Commit Graph

20 Commits

Author SHA1 Message Date
Joseph Doherty
c00603e2a4 feat(auditlog): thread ParentExecutionId through S&F for retry-loop cached rows
The store-and-forward retry loop emits the per-attempt and terminal cached
audit rows (ApiCallCached/DbWriteCached Attempted, CachedResolve) via
CachedCallLifecycleBridge from a CachedCallAttemptContext, not from the
script context. The ExecutionId rollout (Task 4) already threaded ExecutionId
and SourceScript through this path; ParentExecutionId — the spawning
inbound-API request's ExecutionId — was not, so those retry-loop rows had
ParentExecutionId = null even for an inbound-API-routed run.

Thread it additively as a sibling at every carry point ExecutionId passes
through:

- StoreAndForwardMessage gains ParentExecutionId (Guid?).
- StoreAndForwardStorage adds a nullable parent_execution_id column via the
  same idempotent PRAGMA-probed ALTER TABLE migration; rows persisted by an
  older build read back null (back-compat). The defensive Guid.TryParse read
  helper (ParseExecutionId) is renamed ParseGuidColumn and reused for both
  columns so a corrupt value cannot abort the retry sweep.
- StoreAndForwardService.EnqueueAsync gains an optional parentExecutionId
  param, stamped onto the buffered message and surfaced on the
  CachedCallAttemptContext built in the retry loop.
- CachedCallAttemptContext gains ParentExecutionId.
- CachedCallLifecycleBridge.BuildPacket sets AuditEvent.ParentExecutionId
  from the context, beside the existing ExecutionId.
- IExternalSystemClient.CachedCallAsync / IDatabaseGateway.CachedWriteAsync
  gain an optional parentExecutionId param; ScriptRuntimeContext's CachedCall
  / CachedWrite helpers pass _parentExecutionId.

All threading is additive — ParentExecutionId is Guid? everywhere, null for
non-routed runs, and old buffered S&F rows still deserialize with the new
field null.
2026-05-21 17:58:11 -04:00
Joseph Doherty
6aac4c8ed7 test(auditlog): pin OriginExecutionId preservation in forwarder + Parked NotifyDeliver 2026-05-21 15:42:45 -04:00
Joseph Doherty
705ae95404 test(auditlog): assert ExecutionId threading hops; defensive Guid parse on S&F read 2026-05-21 15:27:58 -04:00
Joseph Doherty
6f5a35f222 feat(auditlog): thread ExecutionId through S&F for retry-loop cached rows
The store-and-forward retry loop emits the per-attempt and terminal cached
audit rows (ApiCallCached/DbWriteCached Attempted, CachedResolve) via
CachedCallLifecycleBridge from a CachedCallAttemptContext, not from the
script context.
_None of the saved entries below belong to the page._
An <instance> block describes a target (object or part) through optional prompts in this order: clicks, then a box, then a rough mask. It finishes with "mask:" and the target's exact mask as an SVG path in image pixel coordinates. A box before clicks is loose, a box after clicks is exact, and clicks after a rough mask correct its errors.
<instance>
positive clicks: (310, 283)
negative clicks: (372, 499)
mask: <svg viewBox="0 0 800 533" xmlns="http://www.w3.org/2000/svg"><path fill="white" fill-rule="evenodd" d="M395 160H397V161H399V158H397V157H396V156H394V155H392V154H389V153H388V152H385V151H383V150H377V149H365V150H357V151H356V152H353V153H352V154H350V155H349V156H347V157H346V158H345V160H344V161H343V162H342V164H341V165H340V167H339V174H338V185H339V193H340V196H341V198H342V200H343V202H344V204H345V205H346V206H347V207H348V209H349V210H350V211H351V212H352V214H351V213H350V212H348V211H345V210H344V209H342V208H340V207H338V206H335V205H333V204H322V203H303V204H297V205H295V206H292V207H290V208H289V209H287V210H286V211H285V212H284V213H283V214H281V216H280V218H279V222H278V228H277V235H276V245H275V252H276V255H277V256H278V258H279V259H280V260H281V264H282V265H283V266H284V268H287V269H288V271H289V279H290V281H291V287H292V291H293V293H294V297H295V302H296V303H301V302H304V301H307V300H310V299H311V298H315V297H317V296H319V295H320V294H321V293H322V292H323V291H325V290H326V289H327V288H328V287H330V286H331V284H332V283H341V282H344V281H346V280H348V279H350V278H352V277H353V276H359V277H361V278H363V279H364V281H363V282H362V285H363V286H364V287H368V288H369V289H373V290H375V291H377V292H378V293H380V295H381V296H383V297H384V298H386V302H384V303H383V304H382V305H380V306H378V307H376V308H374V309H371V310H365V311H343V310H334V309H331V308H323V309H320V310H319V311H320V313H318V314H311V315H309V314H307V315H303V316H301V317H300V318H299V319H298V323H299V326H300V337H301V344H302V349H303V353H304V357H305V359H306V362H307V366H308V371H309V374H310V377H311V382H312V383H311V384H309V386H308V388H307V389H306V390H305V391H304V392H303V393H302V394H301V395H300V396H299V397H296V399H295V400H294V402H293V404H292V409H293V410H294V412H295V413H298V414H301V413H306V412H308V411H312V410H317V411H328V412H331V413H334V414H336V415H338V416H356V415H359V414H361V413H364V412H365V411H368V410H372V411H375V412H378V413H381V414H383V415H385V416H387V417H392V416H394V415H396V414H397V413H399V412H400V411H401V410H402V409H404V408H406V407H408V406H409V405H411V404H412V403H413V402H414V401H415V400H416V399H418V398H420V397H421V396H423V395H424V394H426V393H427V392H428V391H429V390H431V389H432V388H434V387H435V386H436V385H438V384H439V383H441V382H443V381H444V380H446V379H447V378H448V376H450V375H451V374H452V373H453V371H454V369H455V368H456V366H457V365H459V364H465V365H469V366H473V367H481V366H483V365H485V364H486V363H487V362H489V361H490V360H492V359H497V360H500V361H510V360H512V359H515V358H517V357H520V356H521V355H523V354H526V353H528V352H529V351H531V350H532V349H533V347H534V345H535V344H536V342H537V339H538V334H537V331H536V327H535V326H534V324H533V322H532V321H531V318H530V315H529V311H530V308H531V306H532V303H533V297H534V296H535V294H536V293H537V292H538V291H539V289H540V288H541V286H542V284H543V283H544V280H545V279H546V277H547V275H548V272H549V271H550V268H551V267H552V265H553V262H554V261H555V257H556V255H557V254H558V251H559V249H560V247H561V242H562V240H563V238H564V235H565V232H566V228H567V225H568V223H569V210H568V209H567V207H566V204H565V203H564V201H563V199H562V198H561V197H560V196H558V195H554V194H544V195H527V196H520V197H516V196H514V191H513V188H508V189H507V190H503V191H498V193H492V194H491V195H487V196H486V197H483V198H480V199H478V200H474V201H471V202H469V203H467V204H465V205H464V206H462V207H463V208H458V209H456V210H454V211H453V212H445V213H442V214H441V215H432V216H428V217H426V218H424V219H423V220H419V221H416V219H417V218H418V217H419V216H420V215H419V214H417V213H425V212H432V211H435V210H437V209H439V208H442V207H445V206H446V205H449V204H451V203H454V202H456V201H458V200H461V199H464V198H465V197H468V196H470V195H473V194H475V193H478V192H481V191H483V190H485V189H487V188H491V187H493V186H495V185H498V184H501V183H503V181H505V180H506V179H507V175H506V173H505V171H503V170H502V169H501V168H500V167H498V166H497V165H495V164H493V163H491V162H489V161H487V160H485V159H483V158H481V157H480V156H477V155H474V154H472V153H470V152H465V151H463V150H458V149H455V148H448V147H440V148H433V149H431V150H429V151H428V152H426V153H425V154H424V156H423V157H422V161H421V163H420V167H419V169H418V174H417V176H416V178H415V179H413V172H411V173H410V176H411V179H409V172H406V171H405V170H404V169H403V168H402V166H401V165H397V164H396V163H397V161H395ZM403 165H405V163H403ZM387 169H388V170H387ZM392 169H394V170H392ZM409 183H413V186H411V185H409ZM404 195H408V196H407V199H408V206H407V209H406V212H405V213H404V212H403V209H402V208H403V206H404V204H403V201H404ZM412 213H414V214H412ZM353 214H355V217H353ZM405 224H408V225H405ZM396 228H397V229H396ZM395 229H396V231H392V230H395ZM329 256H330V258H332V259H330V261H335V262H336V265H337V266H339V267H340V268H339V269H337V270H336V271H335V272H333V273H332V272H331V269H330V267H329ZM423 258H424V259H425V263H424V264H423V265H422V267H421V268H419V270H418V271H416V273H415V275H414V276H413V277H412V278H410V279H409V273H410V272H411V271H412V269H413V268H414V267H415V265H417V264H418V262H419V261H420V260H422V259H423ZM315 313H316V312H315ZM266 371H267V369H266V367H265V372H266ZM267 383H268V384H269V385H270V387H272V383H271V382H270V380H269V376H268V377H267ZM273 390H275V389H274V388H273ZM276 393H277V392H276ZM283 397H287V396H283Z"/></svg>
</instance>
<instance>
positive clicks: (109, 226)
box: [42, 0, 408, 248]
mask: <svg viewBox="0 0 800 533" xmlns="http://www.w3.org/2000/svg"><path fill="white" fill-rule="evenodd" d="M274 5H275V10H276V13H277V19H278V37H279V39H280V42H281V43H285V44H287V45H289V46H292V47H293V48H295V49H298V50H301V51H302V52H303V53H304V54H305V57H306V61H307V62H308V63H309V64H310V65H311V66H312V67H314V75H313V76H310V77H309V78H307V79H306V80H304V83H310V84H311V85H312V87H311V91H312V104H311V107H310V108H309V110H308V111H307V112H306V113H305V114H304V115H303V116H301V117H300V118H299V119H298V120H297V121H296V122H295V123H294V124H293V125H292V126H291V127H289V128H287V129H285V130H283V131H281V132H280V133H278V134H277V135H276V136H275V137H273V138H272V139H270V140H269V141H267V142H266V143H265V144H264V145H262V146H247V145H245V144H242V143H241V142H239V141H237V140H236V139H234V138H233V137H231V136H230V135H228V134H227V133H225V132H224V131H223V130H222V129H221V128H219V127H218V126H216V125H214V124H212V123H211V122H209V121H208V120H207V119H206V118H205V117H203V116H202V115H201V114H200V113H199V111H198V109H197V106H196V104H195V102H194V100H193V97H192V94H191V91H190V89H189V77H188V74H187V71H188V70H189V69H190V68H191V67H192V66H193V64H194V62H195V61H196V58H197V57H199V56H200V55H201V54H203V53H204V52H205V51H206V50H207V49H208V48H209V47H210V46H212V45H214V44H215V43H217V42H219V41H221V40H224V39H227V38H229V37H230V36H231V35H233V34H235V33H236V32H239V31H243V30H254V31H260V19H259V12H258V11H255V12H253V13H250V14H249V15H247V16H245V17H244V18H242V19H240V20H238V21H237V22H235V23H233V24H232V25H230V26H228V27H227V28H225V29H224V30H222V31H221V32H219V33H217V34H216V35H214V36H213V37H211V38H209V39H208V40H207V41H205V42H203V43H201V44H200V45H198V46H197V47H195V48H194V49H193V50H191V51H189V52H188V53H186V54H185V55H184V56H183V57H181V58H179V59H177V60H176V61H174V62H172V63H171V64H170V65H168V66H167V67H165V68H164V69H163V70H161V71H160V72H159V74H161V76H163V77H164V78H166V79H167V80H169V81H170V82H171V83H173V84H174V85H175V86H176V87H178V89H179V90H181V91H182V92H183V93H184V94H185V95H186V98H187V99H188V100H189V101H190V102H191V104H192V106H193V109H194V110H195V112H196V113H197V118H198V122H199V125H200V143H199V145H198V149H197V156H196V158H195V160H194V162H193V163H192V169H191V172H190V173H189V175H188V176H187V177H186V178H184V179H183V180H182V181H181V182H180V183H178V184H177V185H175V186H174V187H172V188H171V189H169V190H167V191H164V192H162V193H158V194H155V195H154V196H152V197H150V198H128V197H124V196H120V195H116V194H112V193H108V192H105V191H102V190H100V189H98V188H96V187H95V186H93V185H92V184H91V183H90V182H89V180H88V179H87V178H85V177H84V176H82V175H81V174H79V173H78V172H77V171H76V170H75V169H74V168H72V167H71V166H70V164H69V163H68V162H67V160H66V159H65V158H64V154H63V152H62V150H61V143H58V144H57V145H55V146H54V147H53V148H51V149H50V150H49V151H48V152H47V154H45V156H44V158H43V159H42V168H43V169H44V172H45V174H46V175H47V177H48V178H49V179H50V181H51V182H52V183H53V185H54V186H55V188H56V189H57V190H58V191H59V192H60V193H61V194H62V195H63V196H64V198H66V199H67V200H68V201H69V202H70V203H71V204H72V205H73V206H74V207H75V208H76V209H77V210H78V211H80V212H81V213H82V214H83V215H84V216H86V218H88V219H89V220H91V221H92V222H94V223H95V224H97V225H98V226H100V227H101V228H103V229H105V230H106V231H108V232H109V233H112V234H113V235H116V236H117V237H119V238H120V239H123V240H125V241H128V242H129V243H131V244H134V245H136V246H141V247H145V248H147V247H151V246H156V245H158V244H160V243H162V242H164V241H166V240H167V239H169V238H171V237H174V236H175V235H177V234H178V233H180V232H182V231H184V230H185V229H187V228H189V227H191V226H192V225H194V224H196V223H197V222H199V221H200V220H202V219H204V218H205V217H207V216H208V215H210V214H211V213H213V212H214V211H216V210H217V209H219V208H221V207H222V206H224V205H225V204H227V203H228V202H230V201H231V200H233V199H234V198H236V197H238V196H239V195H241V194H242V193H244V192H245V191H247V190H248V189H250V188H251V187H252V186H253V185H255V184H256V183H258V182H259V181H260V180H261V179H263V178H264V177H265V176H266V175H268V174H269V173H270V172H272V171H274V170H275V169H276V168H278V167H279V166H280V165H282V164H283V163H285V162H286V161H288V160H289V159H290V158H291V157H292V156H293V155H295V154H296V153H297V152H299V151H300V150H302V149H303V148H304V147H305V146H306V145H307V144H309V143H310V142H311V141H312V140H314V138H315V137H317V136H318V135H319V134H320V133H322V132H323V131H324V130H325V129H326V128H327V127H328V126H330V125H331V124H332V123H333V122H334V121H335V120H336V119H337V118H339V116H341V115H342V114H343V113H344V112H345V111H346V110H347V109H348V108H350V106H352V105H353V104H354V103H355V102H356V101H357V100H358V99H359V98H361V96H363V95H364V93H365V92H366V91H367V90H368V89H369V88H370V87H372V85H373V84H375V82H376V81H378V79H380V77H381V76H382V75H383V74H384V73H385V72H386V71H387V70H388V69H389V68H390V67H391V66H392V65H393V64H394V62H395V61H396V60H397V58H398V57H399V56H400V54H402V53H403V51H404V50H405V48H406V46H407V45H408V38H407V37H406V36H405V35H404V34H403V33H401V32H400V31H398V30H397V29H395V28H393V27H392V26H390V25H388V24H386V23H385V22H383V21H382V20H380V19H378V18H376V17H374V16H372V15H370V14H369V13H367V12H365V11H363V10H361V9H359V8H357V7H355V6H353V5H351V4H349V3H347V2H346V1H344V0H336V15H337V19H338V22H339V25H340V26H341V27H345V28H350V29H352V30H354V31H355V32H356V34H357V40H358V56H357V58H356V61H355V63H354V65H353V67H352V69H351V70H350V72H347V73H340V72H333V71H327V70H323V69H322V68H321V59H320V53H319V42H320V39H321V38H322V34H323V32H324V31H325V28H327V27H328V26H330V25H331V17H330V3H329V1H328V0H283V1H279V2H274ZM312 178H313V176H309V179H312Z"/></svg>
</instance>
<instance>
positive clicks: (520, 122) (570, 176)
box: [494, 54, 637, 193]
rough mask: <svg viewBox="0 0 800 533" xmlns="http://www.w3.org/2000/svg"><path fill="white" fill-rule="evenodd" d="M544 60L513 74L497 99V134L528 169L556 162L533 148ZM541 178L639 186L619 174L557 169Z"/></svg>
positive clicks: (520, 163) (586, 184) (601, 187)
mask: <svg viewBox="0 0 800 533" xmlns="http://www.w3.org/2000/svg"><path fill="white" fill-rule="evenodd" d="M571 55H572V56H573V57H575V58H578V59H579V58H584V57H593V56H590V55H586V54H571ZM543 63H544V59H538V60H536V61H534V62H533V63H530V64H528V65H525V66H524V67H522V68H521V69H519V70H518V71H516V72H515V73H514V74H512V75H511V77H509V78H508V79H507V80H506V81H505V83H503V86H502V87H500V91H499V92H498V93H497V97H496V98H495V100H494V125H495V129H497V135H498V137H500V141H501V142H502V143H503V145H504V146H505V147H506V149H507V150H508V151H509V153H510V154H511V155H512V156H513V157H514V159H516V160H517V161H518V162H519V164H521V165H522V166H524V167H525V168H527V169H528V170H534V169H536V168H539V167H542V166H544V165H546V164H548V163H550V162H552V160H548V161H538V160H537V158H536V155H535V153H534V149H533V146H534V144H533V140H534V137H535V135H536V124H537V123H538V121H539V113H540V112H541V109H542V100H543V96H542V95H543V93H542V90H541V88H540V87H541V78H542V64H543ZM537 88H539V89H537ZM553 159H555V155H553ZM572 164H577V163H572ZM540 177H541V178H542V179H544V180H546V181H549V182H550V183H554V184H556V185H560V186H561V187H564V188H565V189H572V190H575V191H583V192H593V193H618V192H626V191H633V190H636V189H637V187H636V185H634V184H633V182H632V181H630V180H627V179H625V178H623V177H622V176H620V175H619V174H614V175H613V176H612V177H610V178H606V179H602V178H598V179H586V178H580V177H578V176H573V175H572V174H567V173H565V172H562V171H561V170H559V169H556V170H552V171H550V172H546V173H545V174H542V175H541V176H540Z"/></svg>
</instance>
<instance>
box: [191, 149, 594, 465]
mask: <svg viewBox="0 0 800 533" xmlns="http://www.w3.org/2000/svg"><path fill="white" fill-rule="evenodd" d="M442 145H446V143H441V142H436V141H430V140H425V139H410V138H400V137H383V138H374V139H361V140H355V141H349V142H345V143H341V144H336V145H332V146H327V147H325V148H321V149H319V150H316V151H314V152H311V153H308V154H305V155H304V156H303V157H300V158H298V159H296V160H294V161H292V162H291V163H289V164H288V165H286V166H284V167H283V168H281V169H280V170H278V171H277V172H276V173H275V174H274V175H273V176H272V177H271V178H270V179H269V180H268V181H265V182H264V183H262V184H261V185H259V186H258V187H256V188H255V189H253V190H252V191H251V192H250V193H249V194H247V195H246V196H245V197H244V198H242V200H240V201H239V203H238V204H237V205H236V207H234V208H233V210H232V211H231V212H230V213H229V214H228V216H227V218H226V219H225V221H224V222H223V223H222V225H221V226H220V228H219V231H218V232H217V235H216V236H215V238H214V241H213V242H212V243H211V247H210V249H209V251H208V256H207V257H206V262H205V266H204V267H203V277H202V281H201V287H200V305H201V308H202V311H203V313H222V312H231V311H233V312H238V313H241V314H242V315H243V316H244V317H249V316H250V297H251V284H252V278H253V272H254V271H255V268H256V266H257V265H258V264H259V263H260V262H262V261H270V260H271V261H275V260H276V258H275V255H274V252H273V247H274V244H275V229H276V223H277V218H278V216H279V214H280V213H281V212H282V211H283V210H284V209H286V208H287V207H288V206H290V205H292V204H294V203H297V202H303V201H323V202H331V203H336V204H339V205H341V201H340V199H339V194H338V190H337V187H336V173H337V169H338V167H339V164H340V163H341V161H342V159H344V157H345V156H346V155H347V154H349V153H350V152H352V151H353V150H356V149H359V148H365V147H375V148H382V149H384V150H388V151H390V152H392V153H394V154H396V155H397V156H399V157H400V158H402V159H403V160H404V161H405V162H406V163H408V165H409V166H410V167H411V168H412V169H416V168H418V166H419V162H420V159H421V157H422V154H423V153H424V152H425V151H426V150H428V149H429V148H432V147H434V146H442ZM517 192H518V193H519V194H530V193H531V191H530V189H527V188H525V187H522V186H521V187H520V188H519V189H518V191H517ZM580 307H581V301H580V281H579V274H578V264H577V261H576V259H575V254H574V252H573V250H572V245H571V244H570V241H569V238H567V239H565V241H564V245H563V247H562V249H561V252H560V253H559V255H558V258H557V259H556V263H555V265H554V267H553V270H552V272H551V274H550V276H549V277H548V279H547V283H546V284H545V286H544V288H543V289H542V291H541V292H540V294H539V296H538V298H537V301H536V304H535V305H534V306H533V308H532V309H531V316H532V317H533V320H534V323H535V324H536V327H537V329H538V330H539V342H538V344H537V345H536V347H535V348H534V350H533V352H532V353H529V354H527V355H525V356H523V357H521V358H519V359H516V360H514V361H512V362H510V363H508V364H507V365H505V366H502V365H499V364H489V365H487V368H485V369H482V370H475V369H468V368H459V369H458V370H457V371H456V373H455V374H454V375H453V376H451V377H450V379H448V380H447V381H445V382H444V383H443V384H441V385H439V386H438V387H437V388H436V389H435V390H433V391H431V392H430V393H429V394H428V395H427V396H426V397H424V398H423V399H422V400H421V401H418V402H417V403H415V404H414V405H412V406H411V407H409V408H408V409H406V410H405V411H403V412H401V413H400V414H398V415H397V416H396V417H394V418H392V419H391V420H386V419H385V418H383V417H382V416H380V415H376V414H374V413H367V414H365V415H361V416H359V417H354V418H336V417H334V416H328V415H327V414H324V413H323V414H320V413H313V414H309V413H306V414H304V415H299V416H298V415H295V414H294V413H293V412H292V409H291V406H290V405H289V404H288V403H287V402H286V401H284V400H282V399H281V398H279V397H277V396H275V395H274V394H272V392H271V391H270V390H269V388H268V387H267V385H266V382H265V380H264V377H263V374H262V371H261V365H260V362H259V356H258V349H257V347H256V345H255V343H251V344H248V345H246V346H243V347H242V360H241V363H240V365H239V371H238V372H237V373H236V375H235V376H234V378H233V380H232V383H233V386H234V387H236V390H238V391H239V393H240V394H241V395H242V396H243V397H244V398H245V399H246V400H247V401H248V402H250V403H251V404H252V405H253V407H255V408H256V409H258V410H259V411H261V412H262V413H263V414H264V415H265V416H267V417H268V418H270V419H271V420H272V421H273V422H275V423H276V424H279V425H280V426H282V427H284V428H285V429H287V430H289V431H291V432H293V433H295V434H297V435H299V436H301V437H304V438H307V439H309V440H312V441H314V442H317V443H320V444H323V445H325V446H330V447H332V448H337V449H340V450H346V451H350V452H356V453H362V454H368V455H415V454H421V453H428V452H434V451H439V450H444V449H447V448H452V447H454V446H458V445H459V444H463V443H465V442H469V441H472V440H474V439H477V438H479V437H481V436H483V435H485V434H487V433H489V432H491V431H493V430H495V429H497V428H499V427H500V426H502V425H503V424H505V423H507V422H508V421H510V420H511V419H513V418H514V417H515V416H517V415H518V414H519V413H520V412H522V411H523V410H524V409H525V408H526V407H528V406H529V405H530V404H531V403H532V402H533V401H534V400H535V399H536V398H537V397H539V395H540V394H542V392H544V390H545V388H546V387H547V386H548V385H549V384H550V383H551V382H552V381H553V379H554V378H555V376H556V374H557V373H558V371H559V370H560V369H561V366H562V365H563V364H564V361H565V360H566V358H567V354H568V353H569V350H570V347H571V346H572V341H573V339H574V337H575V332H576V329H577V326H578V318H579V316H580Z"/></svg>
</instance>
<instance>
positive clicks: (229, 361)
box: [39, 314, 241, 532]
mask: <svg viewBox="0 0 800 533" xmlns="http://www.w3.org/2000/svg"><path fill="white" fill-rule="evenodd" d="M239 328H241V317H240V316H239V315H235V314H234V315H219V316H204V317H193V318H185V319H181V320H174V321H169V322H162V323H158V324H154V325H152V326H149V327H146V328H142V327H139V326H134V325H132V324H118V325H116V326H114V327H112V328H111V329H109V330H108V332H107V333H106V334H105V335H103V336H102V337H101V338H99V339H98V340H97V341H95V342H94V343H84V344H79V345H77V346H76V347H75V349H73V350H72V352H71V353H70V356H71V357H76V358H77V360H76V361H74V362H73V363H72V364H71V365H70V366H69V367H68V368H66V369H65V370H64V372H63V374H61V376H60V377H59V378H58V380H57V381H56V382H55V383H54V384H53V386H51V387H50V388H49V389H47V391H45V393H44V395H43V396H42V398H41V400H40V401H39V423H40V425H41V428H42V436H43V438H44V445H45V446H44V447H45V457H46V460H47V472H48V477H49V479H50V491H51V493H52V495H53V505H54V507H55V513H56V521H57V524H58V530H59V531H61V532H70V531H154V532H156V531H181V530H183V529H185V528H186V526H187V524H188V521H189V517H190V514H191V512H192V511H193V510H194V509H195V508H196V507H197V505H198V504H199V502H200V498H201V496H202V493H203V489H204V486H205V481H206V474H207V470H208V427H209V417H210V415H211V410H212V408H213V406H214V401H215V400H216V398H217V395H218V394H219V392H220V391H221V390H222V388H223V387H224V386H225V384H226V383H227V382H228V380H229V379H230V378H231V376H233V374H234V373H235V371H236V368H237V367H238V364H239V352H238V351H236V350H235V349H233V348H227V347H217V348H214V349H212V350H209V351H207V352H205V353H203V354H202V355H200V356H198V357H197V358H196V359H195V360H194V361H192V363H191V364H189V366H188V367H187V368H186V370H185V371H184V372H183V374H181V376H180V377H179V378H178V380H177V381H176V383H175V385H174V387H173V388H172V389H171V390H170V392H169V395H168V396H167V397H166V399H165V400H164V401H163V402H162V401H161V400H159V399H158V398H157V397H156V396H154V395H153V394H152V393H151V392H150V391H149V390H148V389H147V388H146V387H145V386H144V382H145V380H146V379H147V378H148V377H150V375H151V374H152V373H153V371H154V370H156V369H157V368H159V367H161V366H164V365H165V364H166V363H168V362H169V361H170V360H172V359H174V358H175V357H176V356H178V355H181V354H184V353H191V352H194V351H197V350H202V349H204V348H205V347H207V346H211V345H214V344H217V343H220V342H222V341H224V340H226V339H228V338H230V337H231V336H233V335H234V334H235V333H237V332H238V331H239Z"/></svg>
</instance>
ExecutionId (and SourceScript) were not threaded through the
S&F buffer, so those rows had ExecutionId = null and SourceScript = null.

Thread both, additively, from the cached-call enqueue path:

- StoreAndForwardMessage gains ExecutionId (Guid?) / SourceScript (string?).
- StoreAndForwardStorage adds nullable execution_id / source_script columns
  via an idempotent PRAGMA-probed ALTER TABLE migration; rows persisted by
  an older build read back null (back-compat).
- StoreAndForwardService.EnqueueAsync gains optional executionId /
  sourceScript params, stamped onto the buffered message and surfaced on the
  CachedCallAttemptContext built in the retry loop.
- CachedCallAttemptContext gains ExecutionId / SourceScript.
- CachedCallLifecycleBridge.BuildPacket sets AuditEvent.ExecutionId and
  AuditEvent.SourceScript from the context (replacing the hard-coded
  SourceScript = null and its now-stale comment).
- IExternalSystemClient.CachedCallAsync / IDatabaseGateway.CachedWriteAsync
  gain optional executionId / sourceScript params; ScriptRuntimeContext's
  CachedCall / CachedWrite helpers pass _executionId / _sourceScript.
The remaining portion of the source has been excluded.